Saturday, November 22, 2014

90s XG Tuo And The Triangle Theory of Shengpu Premiums

In my younger days, Hugo my indomitable father would try to impress upon me various life lessons with a diagram only an ex-military economist could draw.  Foremost was Hugo's triangle theory of life where one's life was principally composed of
  • intellectual side- including work life
  • emotional side- love, friendship, family life, home life
  • muscle side
You had to secure at least two sides out of three before your life got wobbly and fell over.  Hugo has squeezed my unsuspecting husband's biceps and chided my man for neglecting his muscle side.   There was a time when all three sides of my life were teetering and my life did predictably fall to utter chaos.  The triangle pattern runs deep in my psyche for all sorts of things so I present to you the triangle theory of sheng purchase premiums.

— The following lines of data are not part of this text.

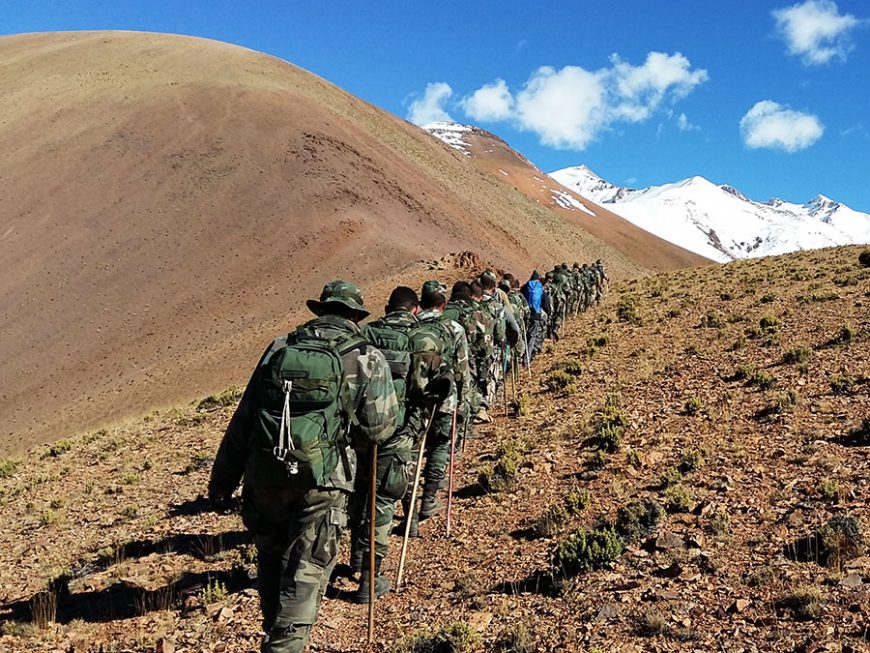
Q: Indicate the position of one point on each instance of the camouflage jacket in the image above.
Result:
(459, 356)
(370, 390)
(497, 327)
(469, 314)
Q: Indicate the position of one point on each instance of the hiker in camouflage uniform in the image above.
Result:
(505, 332)
(415, 364)
(520, 309)
(448, 336)
(601, 276)
(297, 531)
(463, 310)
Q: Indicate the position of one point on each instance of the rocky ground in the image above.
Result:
(666, 480)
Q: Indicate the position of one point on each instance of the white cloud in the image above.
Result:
(643, 88)
(565, 108)
(772, 126)
(570, 107)
(684, 125)
(430, 107)
(489, 103)
(816, 31)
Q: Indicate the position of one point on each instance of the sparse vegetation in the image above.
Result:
(638, 519)
(586, 550)
(692, 406)
(627, 311)
(221, 400)
(501, 474)
(457, 637)
(805, 604)
(842, 384)
(797, 355)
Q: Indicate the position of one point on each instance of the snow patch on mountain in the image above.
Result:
(451, 133)
(720, 222)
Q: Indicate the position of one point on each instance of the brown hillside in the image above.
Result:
(742, 397)
(166, 201)
(650, 251)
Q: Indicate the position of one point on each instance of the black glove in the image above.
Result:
(438, 389)
(220, 502)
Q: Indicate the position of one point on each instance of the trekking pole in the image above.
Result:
(372, 506)
(413, 509)
(452, 463)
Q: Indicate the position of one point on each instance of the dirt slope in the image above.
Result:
(744, 391)
(496, 156)
(168, 202)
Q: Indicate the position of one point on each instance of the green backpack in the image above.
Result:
(301, 427)
(394, 341)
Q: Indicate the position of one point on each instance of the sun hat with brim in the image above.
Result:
(338, 292)
(434, 286)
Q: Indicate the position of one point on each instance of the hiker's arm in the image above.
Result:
(229, 463)
(375, 397)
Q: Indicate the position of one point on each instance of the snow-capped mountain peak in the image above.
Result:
(720, 222)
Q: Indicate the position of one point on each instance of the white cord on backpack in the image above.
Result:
(287, 441)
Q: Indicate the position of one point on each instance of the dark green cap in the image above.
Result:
(434, 286)
(339, 292)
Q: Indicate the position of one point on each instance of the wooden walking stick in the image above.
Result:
(372, 507)
(413, 507)
(452, 461)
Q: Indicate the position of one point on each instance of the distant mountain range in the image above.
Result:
(719, 222)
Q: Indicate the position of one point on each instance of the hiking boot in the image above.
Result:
(356, 561)
(429, 507)
(382, 584)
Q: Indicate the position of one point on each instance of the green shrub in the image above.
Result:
(761, 380)
(627, 311)
(457, 637)
(671, 477)
(712, 320)
(678, 499)
(638, 519)
(7, 467)
(571, 367)
(769, 324)
(501, 475)
(842, 385)
(805, 604)
(692, 406)
(586, 550)
(226, 398)
(514, 639)
(58, 448)
(691, 460)
(560, 381)
(797, 355)
(782, 403)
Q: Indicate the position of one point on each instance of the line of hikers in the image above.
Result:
(337, 412)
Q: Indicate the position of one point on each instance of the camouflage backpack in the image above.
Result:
(301, 428)
(393, 337)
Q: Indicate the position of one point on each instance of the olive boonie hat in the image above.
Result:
(339, 292)
(434, 286)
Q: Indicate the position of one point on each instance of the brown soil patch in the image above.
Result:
(118, 510)
(168, 200)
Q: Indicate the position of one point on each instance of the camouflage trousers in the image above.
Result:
(294, 563)
(536, 334)
(395, 471)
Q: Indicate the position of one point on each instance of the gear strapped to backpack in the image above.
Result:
(301, 428)
(393, 338)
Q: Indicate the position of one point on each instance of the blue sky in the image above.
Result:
(770, 97)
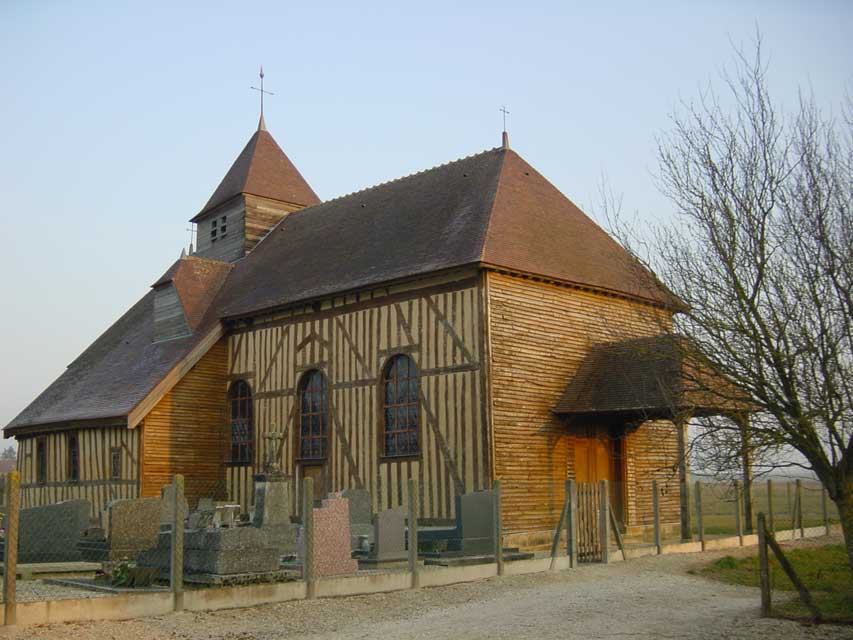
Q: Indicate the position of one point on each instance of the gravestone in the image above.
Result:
(217, 552)
(272, 513)
(360, 515)
(475, 523)
(272, 503)
(132, 527)
(51, 533)
(474, 531)
(390, 536)
(332, 554)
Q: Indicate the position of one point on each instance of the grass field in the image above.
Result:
(824, 571)
(718, 505)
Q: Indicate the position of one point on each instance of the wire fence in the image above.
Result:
(191, 539)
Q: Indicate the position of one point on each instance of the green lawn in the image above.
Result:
(718, 506)
(824, 571)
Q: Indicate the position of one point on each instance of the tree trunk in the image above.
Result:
(844, 502)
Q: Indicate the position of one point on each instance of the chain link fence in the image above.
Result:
(190, 541)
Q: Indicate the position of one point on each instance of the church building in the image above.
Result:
(462, 324)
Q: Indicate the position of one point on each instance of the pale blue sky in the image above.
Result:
(118, 120)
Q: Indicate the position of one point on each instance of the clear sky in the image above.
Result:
(117, 120)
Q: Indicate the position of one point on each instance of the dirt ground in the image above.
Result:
(651, 597)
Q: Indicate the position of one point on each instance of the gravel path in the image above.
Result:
(650, 597)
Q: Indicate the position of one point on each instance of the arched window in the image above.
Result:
(313, 416)
(242, 423)
(41, 460)
(73, 459)
(401, 393)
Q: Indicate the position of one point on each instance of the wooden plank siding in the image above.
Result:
(94, 483)
(539, 333)
(652, 454)
(186, 431)
(350, 339)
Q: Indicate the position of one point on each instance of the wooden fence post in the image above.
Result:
(700, 525)
(555, 542)
(413, 532)
(10, 561)
(656, 515)
(499, 556)
(771, 526)
(763, 566)
(572, 524)
(738, 511)
(791, 508)
(308, 537)
(800, 508)
(604, 521)
(176, 575)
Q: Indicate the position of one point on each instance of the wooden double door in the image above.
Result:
(599, 455)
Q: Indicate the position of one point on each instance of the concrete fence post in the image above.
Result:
(763, 566)
(413, 532)
(738, 511)
(656, 516)
(572, 524)
(176, 561)
(771, 526)
(800, 508)
(604, 521)
(700, 525)
(499, 556)
(10, 560)
(561, 522)
(308, 537)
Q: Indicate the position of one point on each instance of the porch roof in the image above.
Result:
(652, 377)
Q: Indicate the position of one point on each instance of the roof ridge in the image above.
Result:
(404, 177)
(371, 188)
(485, 239)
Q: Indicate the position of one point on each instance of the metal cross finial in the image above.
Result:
(262, 91)
(505, 113)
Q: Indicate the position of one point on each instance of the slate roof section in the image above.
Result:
(651, 377)
(122, 366)
(416, 225)
(491, 208)
(262, 169)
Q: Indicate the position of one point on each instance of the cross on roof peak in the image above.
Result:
(262, 126)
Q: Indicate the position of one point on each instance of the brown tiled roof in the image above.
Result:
(491, 208)
(262, 169)
(653, 377)
(122, 366)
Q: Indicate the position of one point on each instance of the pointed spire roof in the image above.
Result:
(262, 169)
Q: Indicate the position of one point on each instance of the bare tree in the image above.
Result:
(760, 251)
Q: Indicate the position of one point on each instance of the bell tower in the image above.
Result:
(260, 188)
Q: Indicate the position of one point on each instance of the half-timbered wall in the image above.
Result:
(95, 483)
(350, 339)
(186, 431)
(539, 333)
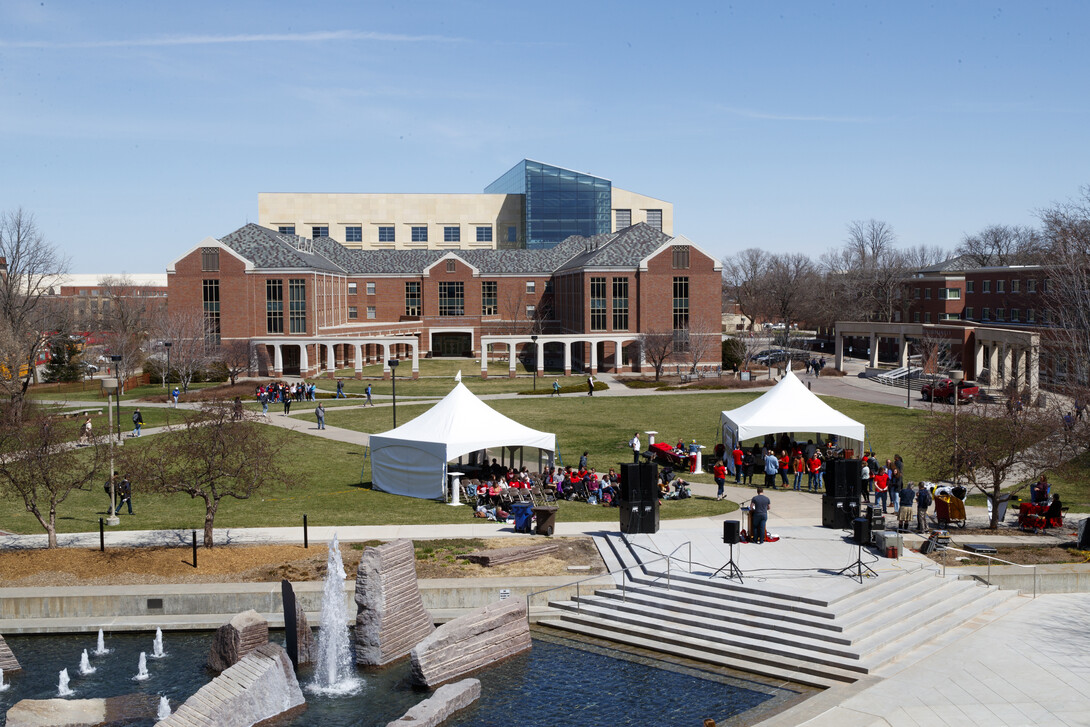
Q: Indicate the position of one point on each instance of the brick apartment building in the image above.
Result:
(315, 305)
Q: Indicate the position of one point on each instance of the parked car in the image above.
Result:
(943, 390)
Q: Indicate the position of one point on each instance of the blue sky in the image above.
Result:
(134, 130)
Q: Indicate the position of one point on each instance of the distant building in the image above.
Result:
(533, 205)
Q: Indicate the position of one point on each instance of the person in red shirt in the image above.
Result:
(719, 471)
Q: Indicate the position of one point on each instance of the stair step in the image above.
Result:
(709, 652)
(666, 625)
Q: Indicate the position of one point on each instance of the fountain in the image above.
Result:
(100, 650)
(142, 668)
(85, 666)
(157, 645)
(62, 689)
(334, 667)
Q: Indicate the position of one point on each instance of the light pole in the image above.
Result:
(166, 373)
(110, 386)
(534, 339)
(394, 383)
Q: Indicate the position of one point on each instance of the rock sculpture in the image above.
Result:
(470, 642)
(390, 617)
(234, 640)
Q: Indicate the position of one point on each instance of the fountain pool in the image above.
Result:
(556, 682)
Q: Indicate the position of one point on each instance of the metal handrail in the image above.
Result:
(990, 559)
(622, 572)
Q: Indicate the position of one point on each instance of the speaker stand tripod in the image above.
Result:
(731, 568)
(858, 569)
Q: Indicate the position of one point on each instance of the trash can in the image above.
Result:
(546, 520)
(523, 515)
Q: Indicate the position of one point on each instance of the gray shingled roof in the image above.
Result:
(268, 249)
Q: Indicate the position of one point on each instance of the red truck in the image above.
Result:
(943, 390)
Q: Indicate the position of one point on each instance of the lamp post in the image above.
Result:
(394, 383)
(167, 346)
(110, 386)
(534, 339)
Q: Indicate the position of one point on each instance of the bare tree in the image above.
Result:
(39, 468)
(238, 356)
(215, 455)
(656, 347)
(33, 266)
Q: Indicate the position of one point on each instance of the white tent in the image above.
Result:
(788, 407)
(412, 459)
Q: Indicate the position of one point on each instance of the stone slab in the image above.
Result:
(436, 709)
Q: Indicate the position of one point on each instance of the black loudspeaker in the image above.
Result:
(861, 531)
(844, 477)
(836, 512)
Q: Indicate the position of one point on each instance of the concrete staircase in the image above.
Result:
(800, 639)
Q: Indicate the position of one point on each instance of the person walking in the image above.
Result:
(760, 505)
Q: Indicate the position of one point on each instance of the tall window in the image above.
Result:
(620, 303)
(489, 294)
(597, 303)
(274, 306)
(209, 259)
(451, 299)
(680, 257)
(655, 218)
(412, 299)
(680, 315)
(297, 306)
(210, 289)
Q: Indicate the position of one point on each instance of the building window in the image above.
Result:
(209, 259)
(297, 306)
(412, 299)
(210, 291)
(597, 303)
(620, 303)
(680, 257)
(489, 294)
(451, 299)
(680, 315)
(274, 306)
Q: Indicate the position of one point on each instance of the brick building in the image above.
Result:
(313, 305)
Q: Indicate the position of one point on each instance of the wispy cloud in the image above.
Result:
(317, 36)
(768, 116)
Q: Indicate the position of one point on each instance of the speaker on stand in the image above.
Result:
(731, 535)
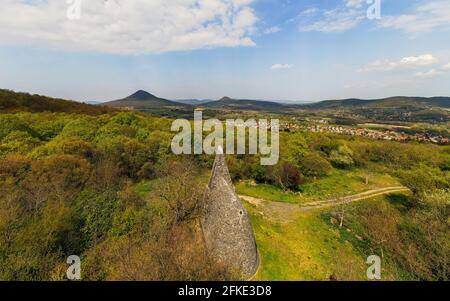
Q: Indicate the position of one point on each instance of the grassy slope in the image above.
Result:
(312, 248)
(338, 184)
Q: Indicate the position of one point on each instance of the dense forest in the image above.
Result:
(106, 187)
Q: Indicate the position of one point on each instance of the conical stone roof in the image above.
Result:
(226, 226)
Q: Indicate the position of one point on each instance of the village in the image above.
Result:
(388, 135)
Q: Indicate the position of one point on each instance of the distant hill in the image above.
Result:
(11, 102)
(391, 102)
(245, 105)
(142, 100)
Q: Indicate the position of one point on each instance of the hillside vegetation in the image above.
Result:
(12, 102)
(108, 188)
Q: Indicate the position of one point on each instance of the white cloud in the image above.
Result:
(354, 3)
(281, 66)
(429, 74)
(129, 26)
(271, 30)
(337, 20)
(406, 62)
(425, 18)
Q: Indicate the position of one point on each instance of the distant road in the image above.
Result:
(285, 212)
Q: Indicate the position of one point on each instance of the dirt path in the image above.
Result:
(286, 212)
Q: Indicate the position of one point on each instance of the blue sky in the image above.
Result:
(263, 49)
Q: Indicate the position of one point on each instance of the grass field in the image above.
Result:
(338, 184)
(312, 248)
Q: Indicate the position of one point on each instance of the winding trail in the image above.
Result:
(286, 212)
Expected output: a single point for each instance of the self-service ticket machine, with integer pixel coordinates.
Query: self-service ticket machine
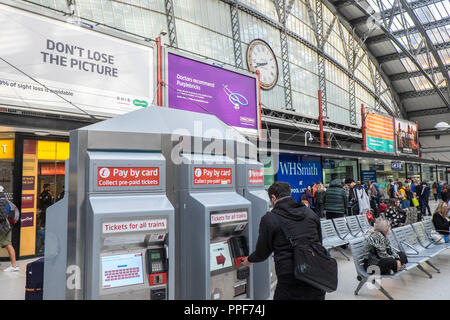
(215, 231)
(128, 237)
(118, 221)
(250, 184)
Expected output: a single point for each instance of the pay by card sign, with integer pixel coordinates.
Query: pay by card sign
(127, 176)
(212, 176)
(255, 176)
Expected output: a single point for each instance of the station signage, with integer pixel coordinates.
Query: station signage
(214, 176)
(201, 87)
(380, 133)
(300, 171)
(77, 70)
(228, 217)
(134, 226)
(127, 176)
(406, 137)
(256, 176)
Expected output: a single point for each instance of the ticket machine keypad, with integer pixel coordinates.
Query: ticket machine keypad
(120, 274)
(157, 267)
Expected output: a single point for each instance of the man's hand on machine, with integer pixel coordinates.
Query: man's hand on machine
(245, 262)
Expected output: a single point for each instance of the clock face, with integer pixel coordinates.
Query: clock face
(261, 57)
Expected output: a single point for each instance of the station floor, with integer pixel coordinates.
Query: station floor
(411, 285)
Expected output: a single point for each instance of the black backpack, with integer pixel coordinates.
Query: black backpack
(312, 262)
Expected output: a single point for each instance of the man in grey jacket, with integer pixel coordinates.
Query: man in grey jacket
(335, 200)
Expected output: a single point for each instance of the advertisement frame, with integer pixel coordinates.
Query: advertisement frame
(398, 120)
(85, 25)
(213, 63)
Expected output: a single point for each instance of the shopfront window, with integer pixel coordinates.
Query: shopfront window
(413, 171)
(383, 171)
(339, 169)
(42, 185)
(6, 170)
(442, 174)
(429, 173)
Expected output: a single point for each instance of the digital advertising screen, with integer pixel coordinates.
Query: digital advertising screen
(205, 88)
(122, 270)
(220, 256)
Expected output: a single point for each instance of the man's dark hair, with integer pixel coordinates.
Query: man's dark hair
(279, 190)
(348, 181)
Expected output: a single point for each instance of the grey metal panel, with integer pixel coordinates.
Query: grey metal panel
(55, 252)
(109, 140)
(261, 271)
(126, 159)
(118, 208)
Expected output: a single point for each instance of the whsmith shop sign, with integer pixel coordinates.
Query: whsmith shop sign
(100, 74)
(299, 171)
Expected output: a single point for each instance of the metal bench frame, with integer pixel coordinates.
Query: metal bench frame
(331, 239)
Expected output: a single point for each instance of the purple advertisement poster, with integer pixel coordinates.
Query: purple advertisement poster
(200, 87)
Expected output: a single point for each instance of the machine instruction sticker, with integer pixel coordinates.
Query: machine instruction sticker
(228, 217)
(212, 176)
(127, 176)
(255, 176)
(134, 226)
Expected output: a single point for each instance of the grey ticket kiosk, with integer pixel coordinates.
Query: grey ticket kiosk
(214, 230)
(119, 224)
(128, 237)
(250, 184)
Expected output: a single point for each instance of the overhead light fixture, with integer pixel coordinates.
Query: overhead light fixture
(442, 126)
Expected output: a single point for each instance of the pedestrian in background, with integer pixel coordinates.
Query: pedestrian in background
(335, 200)
(319, 197)
(6, 232)
(298, 220)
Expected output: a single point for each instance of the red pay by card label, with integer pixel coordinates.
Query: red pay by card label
(212, 176)
(255, 176)
(127, 176)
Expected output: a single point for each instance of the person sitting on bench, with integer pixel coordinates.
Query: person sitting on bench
(378, 250)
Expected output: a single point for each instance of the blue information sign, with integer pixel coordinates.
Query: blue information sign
(299, 171)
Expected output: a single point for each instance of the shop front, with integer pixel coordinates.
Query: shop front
(337, 168)
(32, 171)
(7, 169)
(429, 173)
(300, 171)
(43, 171)
(382, 171)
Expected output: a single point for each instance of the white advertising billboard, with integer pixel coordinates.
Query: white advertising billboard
(100, 74)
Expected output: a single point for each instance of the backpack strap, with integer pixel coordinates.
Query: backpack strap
(284, 229)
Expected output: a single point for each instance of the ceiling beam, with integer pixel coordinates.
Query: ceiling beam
(427, 112)
(409, 55)
(413, 74)
(402, 55)
(418, 94)
(422, 30)
(388, 13)
(412, 30)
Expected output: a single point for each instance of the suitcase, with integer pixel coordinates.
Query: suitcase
(35, 280)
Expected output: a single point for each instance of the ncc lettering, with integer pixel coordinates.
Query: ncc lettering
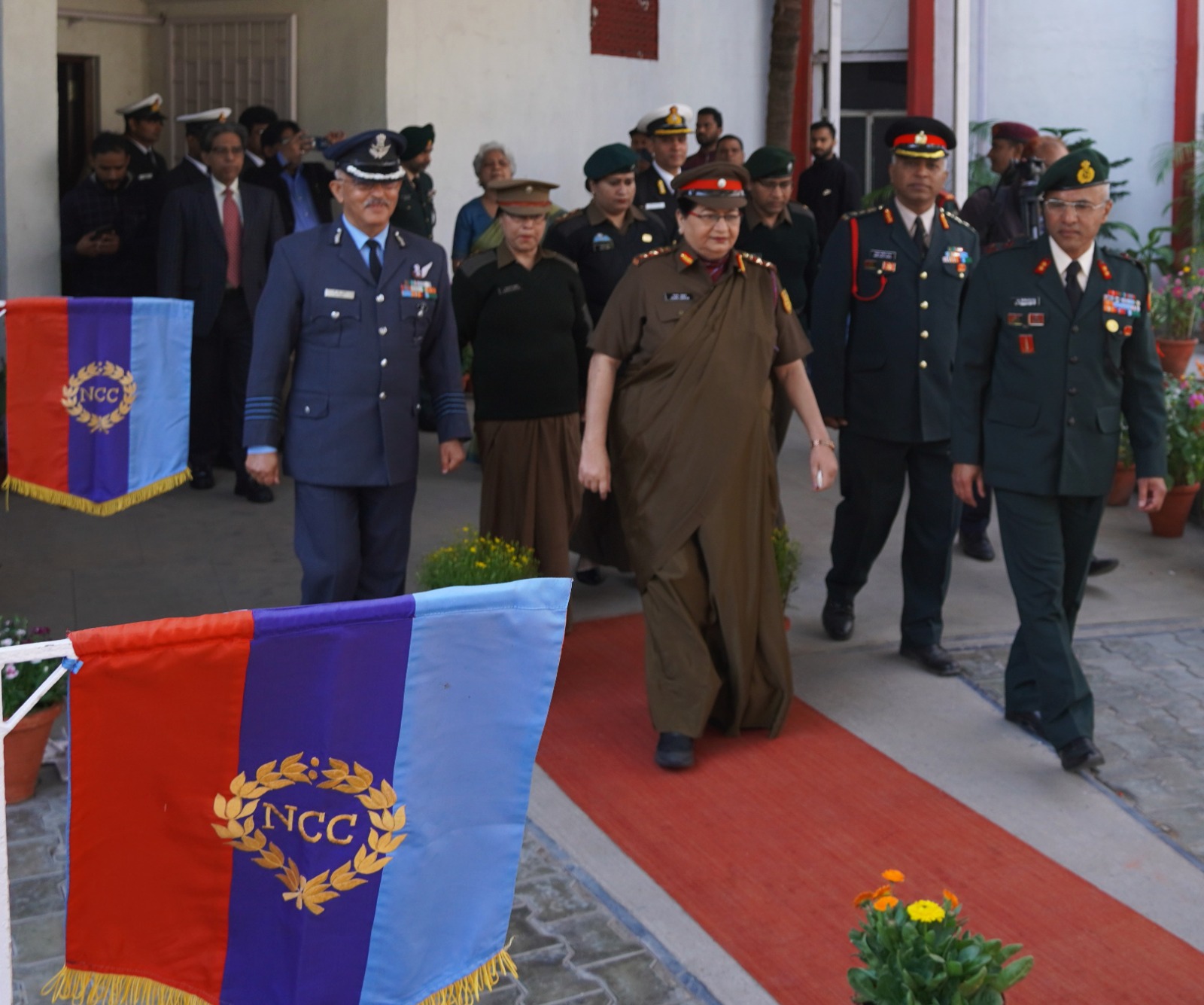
(310, 824)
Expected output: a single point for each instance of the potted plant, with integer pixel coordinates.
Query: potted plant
(1185, 451)
(1125, 477)
(1175, 311)
(477, 559)
(24, 748)
(786, 556)
(920, 953)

When I buy tea, my analytical mind automatically tries to deconstruct the tea price roughly into three areas:
  • leaf quality
  • aging/storage
  • processing - including brand premium and I'm going to sloppily include the vendor premium here so I don't have to go quadrangle and mess up the analogy.
In the last few months, I've been mostly paying out an aging premium over so so leaf made by so so factories because that's what is basically available within my price points.  This morning after trying the 90s XG tuo,  I realize I need to break out of this rut as I've probably gotten enough of such ho-hum aged teas.

Yesterday I was pathologically compelled to almost buy a suspicious 90s XG tuo on ebay even though I have pounds of decade old high-end XG I wont' drink.  Then I remembered I already had a sample in my ebay kit so I brewed the tuo sample up this morning.  This 90s tea tastes like it could be even as young as ~2003 and whether or not it's really XG is moot. Even after a decade, this tuo reproduces with high fidelity the XG signature astringency but it's probably not that hard to replicate the northern plantation summer leaf taste.

What I've always appreciated about run on the mill XG tuos is that they are no nonsense teas not aspiring for imperial tribute designation or rare old tree cachet. Plantation blend and proud of it.  At their best, the sand paper roughness and astringency can give way to leave only the trademark XG smoke and leather which is unabashedly masculine.  XG tuos are a taciturn northerner and it seems wrong to talk too much about it.   But I'm glad I didn't clutter up my collection with yet more tea I won't drink.


  1. The triangle is ringing a bell, is it economist origin, the triangle about cheap/good/fast? Where a person can have two, but never all cheap/good kitchen renovation but it won't be fast, fast/cheap but it won't be good, good/fast won't be cheap. That could kind of work for tea if we sub "aging" for fast? Therefore can we have cheap/ good tea but it won't be aged (drink-now cakes), aged/cheap won't be good (tasting), and good/aged won't be cheap...

  2. dear Cwyn,

    Since you are a fan of white2tea, you can answer that question better than me. I thought the White Whale hit some sweet spot of the three.


    1. I have 2 bricks of the WW but haven't got round to tasting them yet. Think the base might be part Bulang or some such which is why it appeals to those other guys. Am a bit worried it might be rough for your stomach, I hope not. The best cheap tea they have for aging/good is the HK Raw, but it is wetter storage and needs a couple months to air. My choices from W2T tend to be the not-cheaps...personally I think good/aged tea is not cheap, in general. I am liking Liu Bao a bit better than shu these days, it is a bit twiggy though.

  3. I would fear the shicang over the Bulang roughness. The storage smell on that lil whale is a knocker. I just received it but it requires some serious airing out before It touch it.